Setelah “memanaskan” otot – otot tubuh, kami pun berdoa
kepada Sang Khalik agar diberikan kemudahan dan kelancaran dalam summit attack. Kaki pun melangkah dengan
perlahan, setapak demi setapak jalur pendakian menuju puncak kami tempuh. Dalam
target “penyerangan menuju puncak”, kami tidak ingin terburu – buru. Selain
ingin melihat pemandangan indah yang tersedia di sekitaran jalur pendakian,
kami ingin pula membiasakan tubuh ini untuk terbiasa dengan wilayah ketinggian.
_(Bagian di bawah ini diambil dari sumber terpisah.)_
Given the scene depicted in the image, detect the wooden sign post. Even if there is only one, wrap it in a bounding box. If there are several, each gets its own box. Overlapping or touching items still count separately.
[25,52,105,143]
Beberapa kali kami berpapasan dengan pendaki lain yang
memiliki misi yang sama. Ucapan saling memberikan semangat terasa memberi arti,
saat napas mulai terengah – engah menaiki jalur pendakian yang semakin lama semakin
menanjak. Jalur pendakian masih terdiri
dari tanah yang dikelilingi oleh semak dan pohon. Angin yang mengalir deras
menemani kami dalam perjalanan itu. Jika berhenti sejenak saja, sudah pasti
rasa dingin dengan segara menjalari seluruh tubuh.
Di
beberapa titik jalur pendakian terdapat batuan andesit yang berserakan, mungkin
hasil lahar Gunung Sindoro yang membeku ribuan atau jutaan tahun yang lalu.
Sebuah pemandangan yang unik dapat ditemui di Pos IV, beberapa buah batu
andesit dibentuk dengan apik seperti sebuah gundakan batu yang dijadikan tempat
untuk sekedar duduk dan sebuah tempat untuk mengabadikan momen.